Researchers estimate that if 2.5 to 4.2 percent of the county has already been infected, the true number of total cases in early April — both active and recovered — ranges between 48,000 and 81,000. The county had reported just under 1,000 cases at the time the study was conducted, which would mean cases are being underreported by a factor of 50 to 85. “Our findings suggest that there is somewhere between 50- and 80-fold more infections in our county than what’s known by the number of cases than are reported by our department of public health,” Dr. Eran Bendavid, the Stanford professor who led the study, told ABC News.
If the study’s numbers are accurate, the true mortality and hospitalization rates of COVID-19 are both substantially lower than current estimates, and due to lag between infection and death, researchers project a true mortality rate between .12 and .20. [emphasis mine]

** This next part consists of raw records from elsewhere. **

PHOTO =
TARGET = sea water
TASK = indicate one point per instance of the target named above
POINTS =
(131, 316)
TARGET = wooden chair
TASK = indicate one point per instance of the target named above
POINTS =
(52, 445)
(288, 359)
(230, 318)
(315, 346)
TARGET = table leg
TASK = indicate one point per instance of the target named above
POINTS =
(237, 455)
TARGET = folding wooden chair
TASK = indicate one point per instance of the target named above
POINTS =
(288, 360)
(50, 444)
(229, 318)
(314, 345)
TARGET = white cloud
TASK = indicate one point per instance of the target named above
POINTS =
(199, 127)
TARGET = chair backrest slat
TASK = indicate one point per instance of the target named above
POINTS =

The researchers also note that, based on this study, not enough people have yet been infected to achieve herd immunity, a conclusion totally reasonable considering the effort being made to prevent infection.
Regardless, if true this illustrates again that this virus does not merit the mass hysteria it is causing. Because it, like the flu, mostly kills older and sicker people, not young healthy individuals, the overall mortality will almost certainly not be much different than past years. While it is tragic that this disease, plus the flu, is making survival harder and less likely for older individuals (such as myself by the way), it is unconscionable for us to bankrupt the whole society and abandon the rule of law for this reason.
Sadly, that is apparently what we are doing.
As the researchers note, these results are preliminary, and could turn out to be false. That they coincide with other research in South Korea and on the Diamond Princess cruise ship however gives them some weight.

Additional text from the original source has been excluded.